- - - -
Kamis, 13 Desember 2018  
Sidang Pemalsuan Dokumen Di PN Dumai
Dalil Pihak Wilmar Dumai Untuk Polisikan 5 Karyawan " Tidak Kuat "

Reportase Dumai - Mulak Sinaga - Selasa, 09/10/2018 - 17:11:48 WIB

DUMAI,Reportase Riau.Com--Dakwaan yang dibacakan Jaksa Penuntut Umum ( JPU ), pada bulan lalu yang menyebutkan 5 orang karyawan Wilmar telah terbukti melanggar tindak pidana dugaan pemalsuan surat ( dokumen ) dilingkungan perusahaan Wimar Group Pelintung tidak kuat.

Salah satu Kuasa Hukum ( Pengacara ) dari lima karyawan yakni Cassarolly Sinaga SH berkeyakinan bahwa ke lima kliennya yaitu Agustinus Hutagaol Natal Bahari, Andre Daniel Simorangkir, Agus Malianto dan Edi Surwanto yang didakwa melanggar Pasal 263 KUHAP,akan bisa membebaskan mereka dari tuduhan, sangkaan dan dakwaan pelanggaran tindak pidana dugaan pemalsuan dokumen ( surat ) sebagaimana di dakwakan Jaksa Penuntut Umum dari Kejaksaan Negeri Dumai bernama Agung Nugroho.

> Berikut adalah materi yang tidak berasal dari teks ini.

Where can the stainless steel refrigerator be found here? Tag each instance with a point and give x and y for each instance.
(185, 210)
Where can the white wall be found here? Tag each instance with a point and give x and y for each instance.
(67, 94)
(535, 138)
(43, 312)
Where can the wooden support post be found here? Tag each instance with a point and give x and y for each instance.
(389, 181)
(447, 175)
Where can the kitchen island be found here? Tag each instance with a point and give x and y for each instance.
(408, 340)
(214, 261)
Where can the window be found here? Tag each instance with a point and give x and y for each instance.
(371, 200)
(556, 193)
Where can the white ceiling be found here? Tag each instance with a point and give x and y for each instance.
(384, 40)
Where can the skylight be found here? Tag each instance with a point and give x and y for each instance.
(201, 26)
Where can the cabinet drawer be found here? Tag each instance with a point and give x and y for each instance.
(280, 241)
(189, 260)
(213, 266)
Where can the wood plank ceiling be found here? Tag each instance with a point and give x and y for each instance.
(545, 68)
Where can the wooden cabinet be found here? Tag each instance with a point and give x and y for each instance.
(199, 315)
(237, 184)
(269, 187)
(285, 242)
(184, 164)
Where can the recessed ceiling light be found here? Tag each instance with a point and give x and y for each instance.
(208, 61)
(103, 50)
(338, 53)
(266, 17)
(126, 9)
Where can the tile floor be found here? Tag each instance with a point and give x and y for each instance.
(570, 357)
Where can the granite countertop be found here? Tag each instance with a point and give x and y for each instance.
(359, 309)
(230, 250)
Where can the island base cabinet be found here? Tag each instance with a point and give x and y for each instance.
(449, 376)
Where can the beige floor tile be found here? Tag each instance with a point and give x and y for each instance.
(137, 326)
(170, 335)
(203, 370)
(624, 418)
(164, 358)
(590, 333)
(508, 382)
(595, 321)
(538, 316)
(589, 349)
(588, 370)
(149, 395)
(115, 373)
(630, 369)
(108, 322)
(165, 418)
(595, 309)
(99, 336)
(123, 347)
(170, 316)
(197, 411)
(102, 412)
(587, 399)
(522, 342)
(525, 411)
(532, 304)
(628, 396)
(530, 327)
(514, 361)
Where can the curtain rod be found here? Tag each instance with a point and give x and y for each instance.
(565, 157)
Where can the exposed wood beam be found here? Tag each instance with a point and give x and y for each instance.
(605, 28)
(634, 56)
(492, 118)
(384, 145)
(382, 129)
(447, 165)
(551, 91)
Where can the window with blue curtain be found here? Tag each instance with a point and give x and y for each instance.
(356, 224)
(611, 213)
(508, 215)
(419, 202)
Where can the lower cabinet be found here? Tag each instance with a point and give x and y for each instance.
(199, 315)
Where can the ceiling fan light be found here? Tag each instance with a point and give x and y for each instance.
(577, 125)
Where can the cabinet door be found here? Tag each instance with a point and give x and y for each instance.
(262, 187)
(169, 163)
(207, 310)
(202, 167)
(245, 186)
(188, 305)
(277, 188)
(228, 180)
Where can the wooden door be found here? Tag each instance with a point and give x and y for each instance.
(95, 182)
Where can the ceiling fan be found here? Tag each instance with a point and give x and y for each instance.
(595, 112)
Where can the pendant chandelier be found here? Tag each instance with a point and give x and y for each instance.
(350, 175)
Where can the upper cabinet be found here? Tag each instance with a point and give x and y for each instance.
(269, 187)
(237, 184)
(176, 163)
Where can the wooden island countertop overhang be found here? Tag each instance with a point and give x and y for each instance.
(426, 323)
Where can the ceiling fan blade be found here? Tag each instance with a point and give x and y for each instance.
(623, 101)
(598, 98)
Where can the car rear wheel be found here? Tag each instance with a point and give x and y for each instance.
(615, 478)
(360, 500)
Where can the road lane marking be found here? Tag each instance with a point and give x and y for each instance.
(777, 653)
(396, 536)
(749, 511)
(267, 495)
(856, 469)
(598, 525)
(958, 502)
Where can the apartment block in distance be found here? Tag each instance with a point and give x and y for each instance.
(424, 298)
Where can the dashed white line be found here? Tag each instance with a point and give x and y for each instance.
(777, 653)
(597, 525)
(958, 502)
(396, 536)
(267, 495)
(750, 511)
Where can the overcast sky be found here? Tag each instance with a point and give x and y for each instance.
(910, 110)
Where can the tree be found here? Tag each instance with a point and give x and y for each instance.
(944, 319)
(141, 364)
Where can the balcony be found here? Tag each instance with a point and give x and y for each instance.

Hal tersebut disampaikan Kuasa Hukum / Pengacara bernama Cassarolly Sinaga SH kepada reportaseriau.com Selasa ( 09/10/18 ) pagi tadi di ruang kantornya Jalan Jenderal Sudirman Dumai.

Dalam perbincangannya dengan reportaseriau.com, Cassarolly mengaku akan berupaya keras untuk membebaskan klien mereka dari tuduhan,sangkaan dan dakwaan melanggar Pasal 263 KUHAP

Keyakinan penasihat hukum ke lima terdakwa bakal bisa membebaskan terdakwa dari dakwaan JPU dari tindak pidana dugaan pemalsuan dokumen itu berkat adanya keterangan dan kesaksian dua orang saksi dari pelapor/ korban ( Wilmar Group Dumai ) yang menyebutkan tidak ada melihat dan mendengar kelima terdakwa, termasuk Andre Daniel Simorangkir melakukan perbuatan pemalsuan surat ( dokumen ) di lingkungan Wilmar Group Pelintung.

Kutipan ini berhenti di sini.